Egregious Conduct Warrants Substantial
Shawe v. Elting, 157 A.3d 142 (Del. Feb. 13, 2017)
Justice Collins J. Seitz, Jr. of the Supreme Court of Delaware, writing for an en banc panel, affirmed the imposition of monetary sanctions totaling over $7 million against a plaintiff who engaged in a variety of misconduct, including, inter alia, stealing the defendant’s computer for purposes of surreptitiously imaging it, monitoring the defendant’s personal emails with counsel and improperly destroying a cellphone and numerous documents subject to a litigation hold. The lower court had ordered the plaintiff to pay all fees the defendant had incurred in bringing the motion for sanctions, as well as one-third of all costs incurred in litigating the merits of the underlying case. The plaintiff appealed, arguing that the lower court erred in finding that the plaintiff acted in bad faith when he destroyed relevant evidence, imposed an improper criminal punishment for perjury without due process protections and gave an excessive and unjustified monetary award. The Supreme Court affirmed the award on appeal, noting that the plaintiff had deleted more than 40,000 files from his laptop despite two litigation hold notices and an expedited discovery order that permitted the defendant to conduct forensic discovery of the laptop. Additionally, the court found that the sanction was appropriate in light of the plaintiff’s other egregious conduct, including breaking into the defendant’s counsel’s office to steal her computer and remotely accessing the defendant’s computer at least 44 times on 29 different occasions. According to the court, “[e]ach form of [the plaintiff]’s misconduct prejudiced [the defendant]’s ability to fully develop the record for, and needlessly complicated the litigation of, the Merits Trial,” justifying the award of costs.
Privilege Protections Waived by Placing Information on Publicly Accessible File-Sharing Site, but Opposing Counsel Should Seek Permission From Court Before Viewing It
Harleysville Ins. Co. v. Holding Funeral Home, Inc., No. 1:15cv00057, 2017 U.S. Dist. LEXIS 18714 (W.D. Va. Feb. 9, 2017)

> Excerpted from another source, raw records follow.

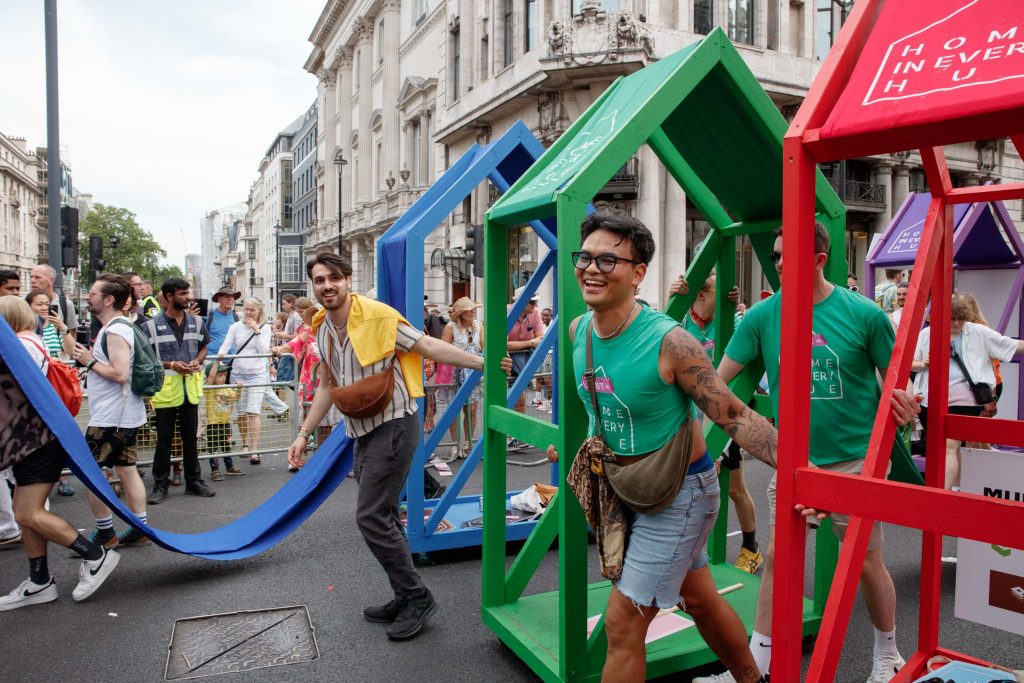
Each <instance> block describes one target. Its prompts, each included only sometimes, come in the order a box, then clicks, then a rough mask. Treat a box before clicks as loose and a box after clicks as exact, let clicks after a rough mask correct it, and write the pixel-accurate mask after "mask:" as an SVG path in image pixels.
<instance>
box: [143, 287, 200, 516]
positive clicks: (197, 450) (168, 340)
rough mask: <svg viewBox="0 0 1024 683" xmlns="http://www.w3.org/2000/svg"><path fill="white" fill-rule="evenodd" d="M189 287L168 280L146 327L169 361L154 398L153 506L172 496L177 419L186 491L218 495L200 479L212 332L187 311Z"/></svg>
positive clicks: (157, 352)
mask: <svg viewBox="0 0 1024 683" xmlns="http://www.w3.org/2000/svg"><path fill="white" fill-rule="evenodd" d="M189 287H190V285H189V284H188V283H187V282H185V281H184V280H181V279H180V278H171V279H170V280H168V281H166V282H165V283H164V284H163V286H162V287H161V288H160V291H161V293H162V294H163V297H164V303H165V304H166V309H165V310H164V311H163V312H162V313H159V314H158V315H156V316H155V317H153V318H152V319H151V321H148V322H147V323H146V324H145V325H144V326H143V327H142V329H143V330H145V333H146V334H147V335H148V336H150V339H151V340H153V342H154V343H155V344H156V347H157V354H158V355H159V356H160V360H161V362H163V364H164V386H163V388H162V389H161V390H160V391H159V392H158V393H157V395H155V396H154V397H153V408H154V409H155V411H156V414H157V451H156V454H154V458H153V479H154V484H153V493H152V494H151V495H150V498H148V503H150V505H158V504H160V503H162V502H163V501H164V499H165V498H167V486H168V483H169V478H170V473H171V443H172V441H173V439H174V425H175V422H177V424H178V428H179V430H180V433H181V454H182V459H183V460H184V475H185V493H186V494H191V495H193V496H202V497H205V498H209V497H210V496H214V495H215V493H214V492H213V490H211V489H210V488H209V487H207V485H206V483H204V482H203V479H201V478H200V477H201V472H200V468H199V447H198V442H197V433H198V430H199V402H200V399H201V398H202V397H203V375H202V370H203V361H204V360H205V359H206V350H207V346H208V345H209V343H210V335H209V333H207V331H206V326H205V325H203V319H202V318H201V317H200V316H199V315H195V314H193V313H191V312H188V311H187V308H188V289H189Z"/></svg>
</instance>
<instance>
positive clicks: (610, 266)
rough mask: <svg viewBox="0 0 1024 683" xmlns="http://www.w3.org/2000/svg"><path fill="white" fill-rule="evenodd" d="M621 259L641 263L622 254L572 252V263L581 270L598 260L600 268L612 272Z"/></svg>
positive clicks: (589, 266) (628, 261)
mask: <svg viewBox="0 0 1024 683" xmlns="http://www.w3.org/2000/svg"><path fill="white" fill-rule="evenodd" d="M620 261H626V262H627V263H632V264H634V265H640V261H634V260H633V259H631V258H623V257H622V256H615V255H614V254H598V255H597V256H594V255H593V254H591V253H590V252H587V251H574V252H572V264H573V265H574V266H575V267H577V268H578V269H579V270H586V269H587V268H589V267H590V264H591V263H594V262H596V263H597V269H598V270H600V271H601V272H611V271H612V270H614V269H615V266H616V265H618V262H620Z"/></svg>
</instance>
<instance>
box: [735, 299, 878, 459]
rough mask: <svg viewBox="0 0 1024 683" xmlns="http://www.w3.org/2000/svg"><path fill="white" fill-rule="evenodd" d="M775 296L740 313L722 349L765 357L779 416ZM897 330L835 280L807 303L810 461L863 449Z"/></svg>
mask: <svg viewBox="0 0 1024 683" xmlns="http://www.w3.org/2000/svg"><path fill="white" fill-rule="evenodd" d="M781 330H782V297H781V293H780V292H776V293H775V294H773V295H772V296H771V297H769V298H767V299H765V300H764V301H762V302H760V303H759V304H757V305H756V306H753V307H752V308H751V309H750V310H749V311H746V314H745V315H744V316H743V319H742V322H741V323H740V324H739V327H738V328H736V333H735V334H734V335H733V337H732V340H731V341H730V342H729V345H728V347H726V349H725V354H726V355H728V356H729V357H730V358H732V359H733V360H735V361H736V362H738V364H740V365H744V366H745V365H748V364H750V362H752V361H753V360H754V359H756V358H757V357H759V356H761V357H763V358H764V364H765V370H766V371H767V373H768V386H769V388H770V390H771V400H772V410H773V411H774V412H775V416H776V418H777V417H778V360H779V345H780V331H781ZM895 341H896V336H895V334H894V332H893V327H892V325H891V324H890V323H889V318H888V316H887V315H886V314H885V312H884V311H883V310H882V309H881V308H879V307H878V306H877V305H876V304H874V302H873V301H871V300H870V299H868V298H866V297H863V296H861V295H859V294H857V293H856V292H851V291H850V290H848V289H846V288H843V287H836V288H835V289H834V290H833V293H831V294H829V295H828V297H827V298H825V300H824V301H822V302H821V303H818V304H815V306H814V322H813V324H812V336H811V439H810V460H811V463H813V464H814V465H829V464H831V463H840V462H845V461H848V460H858V459H861V458H863V457H864V456H865V455H866V453H867V442H868V440H869V439H870V436H871V426H872V423H873V422H874V413H876V411H877V410H878V407H879V397H880V395H881V393H882V392H881V390H880V388H879V382H878V379H877V377H876V370H878V371H880V372H882V373H885V371H886V369H887V368H888V367H889V359H890V357H891V356H892V350H893V344H894V343H895Z"/></svg>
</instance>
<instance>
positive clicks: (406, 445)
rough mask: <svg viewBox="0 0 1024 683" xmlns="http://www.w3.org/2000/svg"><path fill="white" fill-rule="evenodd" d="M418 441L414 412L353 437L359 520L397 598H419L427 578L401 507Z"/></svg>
mask: <svg viewBox="0 0 1024 683" xmlns="http://www.w3.org/2000/svg"><path fill="white" fill-rule="evenodd" d="M419 440H420V419H419V417H417V415H416V414H415V413H414V414H413V415H407V416H406V417H403V418H398V419H396V420H389V421H388V422H385V423H384V424H382V425H381V426H380V427H378V428H377V429H375V430H373V431H372V432H370V433H369V434H367V435H366V436H360V437H358V438H357V439H356V441H355V463H354V476H355V480H356V482H358V484H359V493H358V496H357V498H356V503H355V522H356V524H357V525H358V527H359V532H360V533H361V535H362V540H364V541H366V543H367V546H368V547H369V548H370V552H372V553H373V554H374V557H375V558H377V561H378V562H379V563H380V565H381V566H382V567H383V568H384V571H385V572H386V573H387V578H388V581H389V582H390V583H391V589H392V590H393V591H394V594H395V596H396V597H401V596H403V595H408V594H413V595H417V596H418V595H422V594H423V592H424V591H425V590H426V585H425V584H424V583H423V577H421V575H420V573H419V572H418V571H417V570H416V567H415V566H413V556H412V554H411V553H410V550H409V541H408V539H407V538H406V530H404V527H403V525H402V523H401V517H400V516H399V511H398V504H399V502H400V501H399V499H400V496H401V487H402V485H403V484H404V483H406V477H408V476H409V469H410V467H411V466H412V464H413V455H414V454H415V453H416V445H417V443H419Z"/></svg>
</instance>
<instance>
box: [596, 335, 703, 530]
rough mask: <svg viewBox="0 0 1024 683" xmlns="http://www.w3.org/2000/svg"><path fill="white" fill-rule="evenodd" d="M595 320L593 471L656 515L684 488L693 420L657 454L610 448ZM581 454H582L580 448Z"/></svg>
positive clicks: (629, 504) (687, 421)
mask: <svg viewBox="0 0 1024 683" xmlns="http://www.w3.org/2000/svg"><path fill="white" fill-rule="evenodd" d="M593 328H594V324H593V321H592V322H591V324H590V325H589V326H588V327H587V371H586V373H584V383H585V384H586V385H587V390H588V391H589V392H590V400H591V404H592V405H593V409H594V422H595V430H596V432H597V434H596V435H597V436H598V437H599V438H600V439H601V442H602V445H603V449H601V450H600V451H601V453H600V456H599V457H598V455H597V454H596V453H595V451H598V450H596V449H593V447H592V449H589V453H590V459H591V460H590V467H591V471H592V472H593V473H594V474H596V475H598V476H602V475H603V476H605V477H607V479H608V483H610V484H611V487H612V488H613V489H614V492H615V495H616V496H618V498H620V500H621V501H622V502H623V503H625V504H626V505H628V506H629V507H630V508H632V509H633V510H635V511H636V512H640V513H643V514H648V515H649V514H654V513H656V512H660V511H662V510H664V509H665V508H667V507H669V505H670V504H671V503H672V502H673V501H674V500H675V499H676V496H678V495H679V489H680V488H682V485H683V479H684V478H685V477H686V472H687V470H689V467H690V462H689V459H690V447H691V445H692V441H693V433H692V431H691V429H690V427H691V425H690V418H689V417H687V418H686V420H684V421H683V424H682V425H681V426H680V428H679V431H677V432H676V434H675V436H673V437H672V438H671V439H669V442H668V443H666V444H665V445H663V446H662V447H660V449H658V450H657V451H653V452H651V453H649V454H646V455H643V456H636V457H628V460H625V461H624V460H623V459H620V458H618V457H617V456H616V455H615V454H614V452H612V451H611V449H610V447H608V445H607V443H606V442H605V440H604V434H603V430H602V429H601V409H600V405H598V402H597V378H596V376H595V375H594V342H593V337H592V334H593ZM581 451H583V450H582V449H581Z"/></svg>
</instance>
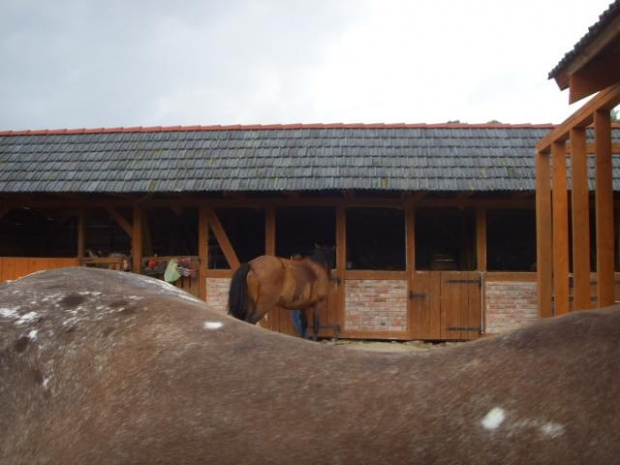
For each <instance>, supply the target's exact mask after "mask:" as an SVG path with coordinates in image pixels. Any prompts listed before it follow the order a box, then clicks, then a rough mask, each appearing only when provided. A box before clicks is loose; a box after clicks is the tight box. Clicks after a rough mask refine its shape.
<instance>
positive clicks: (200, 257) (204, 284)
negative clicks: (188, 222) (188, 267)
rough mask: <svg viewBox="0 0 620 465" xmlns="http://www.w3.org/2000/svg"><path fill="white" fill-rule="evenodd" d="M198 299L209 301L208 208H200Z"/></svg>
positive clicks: (208, 232)
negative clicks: (208, 276)
mask: <svg viewBox="0 0 620 465" xmlns="http://www.w3.org/2000/svg"><path fill="white" fill-rule="evenodd" d="M198 261H199V268H198V297H199V298H200V299H202V300H204V301H206V300H207V267H208V264H209V223H208V221H207V208H206V207H205V206H203V205H201V206H200V207H199V208H198Z"/></svg>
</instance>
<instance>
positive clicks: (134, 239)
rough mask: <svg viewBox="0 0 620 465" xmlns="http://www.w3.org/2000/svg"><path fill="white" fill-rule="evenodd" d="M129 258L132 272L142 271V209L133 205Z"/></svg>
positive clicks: (139, 206)
mask: <svg viewBox="0 0 620 465" xmlns="http://www.w3.org/2000/svg"><path fill="white" fill-rule="evenodd" d="M131 260H132V263H133V272H134V273H141V272H142V209H141V208H140V206H139V205H134V207H133V236H131Z"/></svg>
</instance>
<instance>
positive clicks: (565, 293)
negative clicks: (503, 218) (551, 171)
mask: <svg viewBox="0 0 620 465" xmlns="http://www.w3.org/2000/svg"><path fill="white" fill-rule="evenodd" d="M551 156H552V165H553V197H552V200H553V296H554V301H553V314H554V315H563V314H565V313H568V311H569V310H570V303H569V248H568V191H567V189H566V144H565V143H564V142H556V143H554V144H553V146H552V149H551Z"/></svg>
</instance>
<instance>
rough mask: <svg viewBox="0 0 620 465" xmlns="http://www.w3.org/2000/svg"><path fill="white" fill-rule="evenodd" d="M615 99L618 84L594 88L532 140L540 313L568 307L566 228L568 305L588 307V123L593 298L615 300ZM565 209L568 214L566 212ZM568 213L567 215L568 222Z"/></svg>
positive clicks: (588, 286) (589, 242)
mask: <svg viewBox="0 0 620 465" xmlns="http://www.w3.org/2000/svg"><path fill="white" fill-rule="evenodd" d="M619 103H620V84H616V85H614V86H612V87H609V88H607V89H606V90H603V91H601V92H599V93H598V94H597V95H596V96H595V97H593V98H592V99H591V100H590V101H589V102H588V103H586V104H585V105H584V106H583V107H581V109H579V110H578V111H576V112H575V113H574V114H573V115H572V116H570V117H569V118H568V119H567V120H566V121H565V122H564V123H563V124H561V125H560V126H558V127H557V128H556V129H554V130H553V131H551V133H550V134H548V135H547V136H546V137H545V138H543V139H542V140H541V141H539V142H538V144H536V231H537V264H538V308H539V313H540V316H541V317H549V316H553V315H559V314H562V313H566V312H568V311H570V309H571V305H570V302H569V273H570V270H569V237H570V236H571V235H570V234H569V233H570V232H571V231H572V243H571V244H570V246H572V253H573V270H572V274H573V279H574V302H573V307H574V309H576V310H582V309H587V308H590V307H591V300H590V222H589V214H590V205H589V194H590V189H589V179H588V147H587V144H586V128H587V127H588V126H590V125H592V124H593V125H594V145H593V148H594V156H595V172H596V175H595V189H594V192H595V210H596V238H595V243H596V269H597V274H598V280H597V300H596V302H597V306H598V307H604V306H608V305H611V304H612V303H613V302H614V222H613V221H614V220H613V218H614V212H613V207H614V203H613V186H612V181H613V179H612V169H611V166H612V165H611V159H612V143H611V140H612V135H611V118H610V111H611V110H612V109H613V108H614V107H615V106H616V105H618V104H619ZM567 143H570V157H571V171H572V173H571V176H569V175H568V174H567V163H566V157H567V151H568V150H567ZM569 180H570V183H569ZM569 184H570V185H569ZM569 191H570V192H571V195H570V204H569V195H568V194H569ZM569 213H572V214H571V215H570V216H569ZM569 217H570V218H572V222H571V224H570V225H569ZM552 301H553V305H552Z"/></svg>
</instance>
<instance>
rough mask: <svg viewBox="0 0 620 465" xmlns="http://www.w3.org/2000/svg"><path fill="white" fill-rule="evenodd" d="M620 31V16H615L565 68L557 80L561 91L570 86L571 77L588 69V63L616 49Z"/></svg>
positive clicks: (590, 40) (606, 24)
mask: <svg viewBox="0 0 620 465" xmlns="http://www.w3.org/2000/svg"><path fill="white" fill-rule="evenodd" d="M619 31H620V16H617V15H616V16H615V17H614V18H613V19H612V20H611V21H610V22H608V23H607V24H606V25H605V27H604V28H603V29H602V30H601V31H599V33H598V34H596V36H595V37H593V38H592V40H590V41H589V42H588V43H587V44H585V47H584V48H583V49H582V50H581V52H580V53H579V54H576V55H575V56H574V57H573V58H572V59H571V60H570V61H569V63H567V64H566V65H565V66H564V70H563V72H562V73H560V74H559V75H558V76H557V77H556V78H555V80H556V82H557V84H558V86H559V87H560V89H562V90H564V89H566V88H567V87H568V86H569V77H570V76H571V75H573V74H575V73H577V72H578V71H579V70H580V69H582V68H584V67H587V65H588V63H589V62H590V61H591V60H592V59H593V58H595V57H597V56H600V55H604V54H605V50H606V49H609V48H610V47H614V45H615V42H616V37H617V36H618V32H619Z"/></svg>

Magistrate Judge Pamela Meade Sargent of the U.S. District Court for the Western District of Virginia denied the plaintiff’s motion to disqualify the defendant’s counsel on the grounds that he had improperly accessed a claims file containing privileged communications and attorney work product that the plaintiff had posted on Box.com, a file-sharing site, without password protection — but ordered monetary sanctions in the form of costs. Defense counsel obtained a link to the share site from a third party to the litigation, who had previously been given access to the site by the plaintiff before the privileged information had been uploaded to it. The defendant argued that its counsel had not acted inappropriately in viewing the materials because the plaintiff had waived any applicable privilege by placing the information on the site. The court agreed, holding that the plaintiff did not take reasonable steps to prevent disclosure of the privileged information or to rectify the situation once it became clear that privileged material was accessible through a public link. Nevertheless, the court admonished the defendant for downloading the file without first seeking a court determination about whether it was privileged. Although the court held that disqualification was too harsh a sanction for defense counsel’s ethical lapse, the court required the defendant to bear the costs incurred by the plaintiff in moving for sanctions.